Number one for English language teachers

Your English: Collocations: strike

Type: Article

This latest article by Tim Bowen will strike a chord with those itching for more collocations.

With the general meaning of hit, the verb strike goes with a number of nouns and noun phrases to make various common expressions. If you accept neither of two extreme positions or things but find a solution that is reasonable and fair, you strike a balance between the two, as in ‘A balance must be struck between meeting housing needs and preserving the environment'.

If you strike a blow for an idea, a movement or a group, you do something to help or support it, as in 'Her actions have struck a blow for common sense and human decency’. On the other hand, if you strike a blow against an idea, a movement or a group, you do something to harm or oppose it, as in ‘Their main objective was to strike a blow against the rebel forces’.

To strike a deal means to reach an agreement which benefits both sides, as in ‘The two leaders at the centre of the political stand-off have struck a deal and agreed to form a transitional power-sharing government'.

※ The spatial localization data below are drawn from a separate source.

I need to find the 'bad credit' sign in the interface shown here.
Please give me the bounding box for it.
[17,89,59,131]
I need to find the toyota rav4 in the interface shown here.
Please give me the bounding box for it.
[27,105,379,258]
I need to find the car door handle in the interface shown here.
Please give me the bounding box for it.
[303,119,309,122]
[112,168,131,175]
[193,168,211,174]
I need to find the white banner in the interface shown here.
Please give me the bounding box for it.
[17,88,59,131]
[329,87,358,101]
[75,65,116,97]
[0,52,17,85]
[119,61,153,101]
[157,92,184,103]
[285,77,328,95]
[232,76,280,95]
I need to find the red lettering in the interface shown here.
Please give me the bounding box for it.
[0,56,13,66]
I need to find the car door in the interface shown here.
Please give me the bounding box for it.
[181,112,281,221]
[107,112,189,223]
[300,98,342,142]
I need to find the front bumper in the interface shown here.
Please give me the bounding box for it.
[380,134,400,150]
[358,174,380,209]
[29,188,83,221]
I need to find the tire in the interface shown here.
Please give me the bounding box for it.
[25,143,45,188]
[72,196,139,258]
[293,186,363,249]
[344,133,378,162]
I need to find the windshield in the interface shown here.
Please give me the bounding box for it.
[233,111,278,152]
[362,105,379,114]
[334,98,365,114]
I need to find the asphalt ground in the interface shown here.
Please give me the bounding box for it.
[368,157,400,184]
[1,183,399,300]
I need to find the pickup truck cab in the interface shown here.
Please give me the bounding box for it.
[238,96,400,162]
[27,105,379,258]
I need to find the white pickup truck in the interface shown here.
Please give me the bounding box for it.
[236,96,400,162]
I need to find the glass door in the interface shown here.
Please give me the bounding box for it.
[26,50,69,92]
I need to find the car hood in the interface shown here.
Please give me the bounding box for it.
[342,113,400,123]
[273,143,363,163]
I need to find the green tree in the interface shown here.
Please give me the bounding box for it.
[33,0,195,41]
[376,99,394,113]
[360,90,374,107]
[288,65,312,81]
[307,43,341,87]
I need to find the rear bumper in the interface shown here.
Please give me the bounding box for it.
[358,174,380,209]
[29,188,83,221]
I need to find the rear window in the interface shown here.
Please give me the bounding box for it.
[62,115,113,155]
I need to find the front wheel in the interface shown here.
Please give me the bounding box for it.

If something strikes a chord with you, it produces an emotional reaction, e.g. ‘Released during the dark days of the war, the film instantly struck a chord with audiences’.

Oil companies are constantly attempting to strike oil (find oil) but if you strike gold, you suddenly become rich or successful as a result of doing something, as in ‘He seems to have struck gold with his first film’.

It is also possible to strike fear or terror into someone, as in ‘By targeting shops and markets, the insurgents clearly intend to strike fear into people in the area’.